# Fuse blow/no tail or dash lights



## dan woodland (Jul 24, 2013)

Hi all,

I'll start by saying I hate very few things on his planet, tracking down electrical issues is one of them!!!

My taillight fuse has blown twice, I know to check grounds first but I wondered if you guys know where I should start looking? If there a "common" place to look at when the taillights are fubarded? Meaning is there a known problem area to look at first?

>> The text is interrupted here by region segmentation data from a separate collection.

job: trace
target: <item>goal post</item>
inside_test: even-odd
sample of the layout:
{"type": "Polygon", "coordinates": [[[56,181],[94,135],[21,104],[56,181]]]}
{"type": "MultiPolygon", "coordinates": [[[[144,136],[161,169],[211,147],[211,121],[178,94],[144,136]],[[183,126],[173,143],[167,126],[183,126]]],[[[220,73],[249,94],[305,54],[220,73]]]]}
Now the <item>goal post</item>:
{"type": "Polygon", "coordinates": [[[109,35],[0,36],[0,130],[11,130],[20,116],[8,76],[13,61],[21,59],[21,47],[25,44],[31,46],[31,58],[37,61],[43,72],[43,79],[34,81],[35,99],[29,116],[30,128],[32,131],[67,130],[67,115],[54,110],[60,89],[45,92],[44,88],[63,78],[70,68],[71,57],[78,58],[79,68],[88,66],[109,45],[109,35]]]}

Thanks in advance for any and all help. Dan


----------



## PontiacJim (Dec 29, 2012)

Corrosion in the taillight sockets is where you begin. Pull all the bulbs and give 'em a check.


----------



## BearGFR (Aug 25, 2008)

Automatic car? TH-400? If so, check the connector to the transmission kick down switch and the wire. If that shorts, it can blow that fuse.

Bear


----------



## dan woodland (Jul 24, 2013)

BearGFR said:


> Automatic car? TH-400? If so, check the connector to the transmission kick down switch and the wire. If that shorts, it can blow that fuse.
> 
> Bear


AH HA!!! Yes on both counts!! AND I just had the transmission rebuilt so that may be the issue! Thanks Bear!

Pontiac Jim, I noticed some issue there too so I'll disconnect the tail light harness, install a new fuse and see if it blows. Then I'll know it's not in the rear end it's self.

I think I officially love this site!!!


----------